174

SparkKernel & Distributed Systems

A multithreaded OS kernel simulation plus a from-scratch MPI MapReduce framework — high-performance distributed systems research.

A body of academic systems work at FAST NUCES exploring concurrency, scheduling, and distributed computation from first principles.

SparkKernel — Multithreaded OS Simulation

A simulated operating-system kernel written in C++ using multithreading to model how a real kernel schedules and manages work.

  • Custom process scheduler with First-Come-First-Serve, Round Robin, and Preemptive Priority strategies.
  • Process & thread management following the classic five-state model.
  • Kernel data structures — initializes processes/threads with their stacks and PCBs, tracking each process's state for statistics.

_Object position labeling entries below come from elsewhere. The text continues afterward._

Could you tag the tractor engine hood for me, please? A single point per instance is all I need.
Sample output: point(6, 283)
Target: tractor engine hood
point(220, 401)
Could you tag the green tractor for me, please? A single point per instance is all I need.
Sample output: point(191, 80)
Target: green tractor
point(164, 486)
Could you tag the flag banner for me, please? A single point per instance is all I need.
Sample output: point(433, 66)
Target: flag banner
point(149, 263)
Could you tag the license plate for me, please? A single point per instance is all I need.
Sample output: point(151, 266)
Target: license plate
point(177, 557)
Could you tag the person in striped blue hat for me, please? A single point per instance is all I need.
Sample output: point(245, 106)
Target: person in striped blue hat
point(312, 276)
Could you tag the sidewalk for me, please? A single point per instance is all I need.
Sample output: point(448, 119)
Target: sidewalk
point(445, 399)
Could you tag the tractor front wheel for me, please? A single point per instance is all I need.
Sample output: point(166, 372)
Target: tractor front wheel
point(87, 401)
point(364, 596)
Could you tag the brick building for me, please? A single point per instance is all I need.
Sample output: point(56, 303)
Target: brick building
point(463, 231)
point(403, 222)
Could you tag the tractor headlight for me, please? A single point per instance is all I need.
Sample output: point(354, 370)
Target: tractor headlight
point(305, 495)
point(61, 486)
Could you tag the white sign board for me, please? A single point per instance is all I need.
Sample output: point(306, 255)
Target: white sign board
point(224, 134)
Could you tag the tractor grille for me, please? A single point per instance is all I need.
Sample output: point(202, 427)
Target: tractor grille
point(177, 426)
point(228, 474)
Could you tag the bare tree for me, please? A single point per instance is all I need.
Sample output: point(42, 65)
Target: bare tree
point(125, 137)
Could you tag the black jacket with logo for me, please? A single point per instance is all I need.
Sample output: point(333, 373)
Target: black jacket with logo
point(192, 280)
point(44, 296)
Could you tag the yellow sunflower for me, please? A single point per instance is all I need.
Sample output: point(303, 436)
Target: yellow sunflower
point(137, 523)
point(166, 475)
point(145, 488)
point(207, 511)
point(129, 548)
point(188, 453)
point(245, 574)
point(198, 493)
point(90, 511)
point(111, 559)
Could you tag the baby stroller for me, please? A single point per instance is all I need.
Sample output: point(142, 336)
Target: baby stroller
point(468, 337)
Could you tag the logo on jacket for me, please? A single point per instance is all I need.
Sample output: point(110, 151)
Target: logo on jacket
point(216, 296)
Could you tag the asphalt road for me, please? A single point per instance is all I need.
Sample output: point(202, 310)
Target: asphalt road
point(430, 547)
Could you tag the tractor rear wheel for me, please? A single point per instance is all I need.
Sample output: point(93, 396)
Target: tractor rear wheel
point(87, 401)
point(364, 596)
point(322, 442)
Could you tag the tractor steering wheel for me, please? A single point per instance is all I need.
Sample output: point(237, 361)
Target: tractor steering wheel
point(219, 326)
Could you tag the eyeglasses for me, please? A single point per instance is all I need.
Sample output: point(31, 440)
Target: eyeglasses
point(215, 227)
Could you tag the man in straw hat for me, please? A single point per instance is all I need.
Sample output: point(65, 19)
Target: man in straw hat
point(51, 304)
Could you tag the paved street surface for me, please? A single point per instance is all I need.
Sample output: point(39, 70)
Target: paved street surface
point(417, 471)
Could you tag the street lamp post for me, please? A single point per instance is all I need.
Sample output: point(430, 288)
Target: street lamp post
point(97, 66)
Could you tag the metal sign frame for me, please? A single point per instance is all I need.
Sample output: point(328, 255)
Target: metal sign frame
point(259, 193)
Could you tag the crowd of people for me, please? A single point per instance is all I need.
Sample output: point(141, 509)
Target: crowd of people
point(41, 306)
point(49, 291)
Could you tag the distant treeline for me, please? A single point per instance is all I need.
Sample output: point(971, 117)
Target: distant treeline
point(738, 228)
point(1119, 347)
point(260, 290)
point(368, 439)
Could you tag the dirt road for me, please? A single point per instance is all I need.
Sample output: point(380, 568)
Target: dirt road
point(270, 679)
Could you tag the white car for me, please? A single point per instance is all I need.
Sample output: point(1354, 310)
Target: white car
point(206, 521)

The five-state process model:

  • NEW — being created, not yet executing.
  • READY — ready to run, waiting to be scheduled on a CPU.
  • RUNNING — currently executing on a CPU.
  • WAITING — paused, waiting on an I/O request to complete.
  • TERMINATED — completed.

SparkKernel

MapMPI — Distributed MapReduce

A MapReduce framework implemented from scratch using MPI (Message Passing Interface):

  • Distributed matrix multiplication and parallel Quick/Merge sorts across clustered nodes.
  • Simulated Hadoop ecosystems to optimize grouping and indexing of large-scale academic-journal datasets by authorship metadata.

Tech Stack

C++ · Java · MPI · Hadoop · Multithreading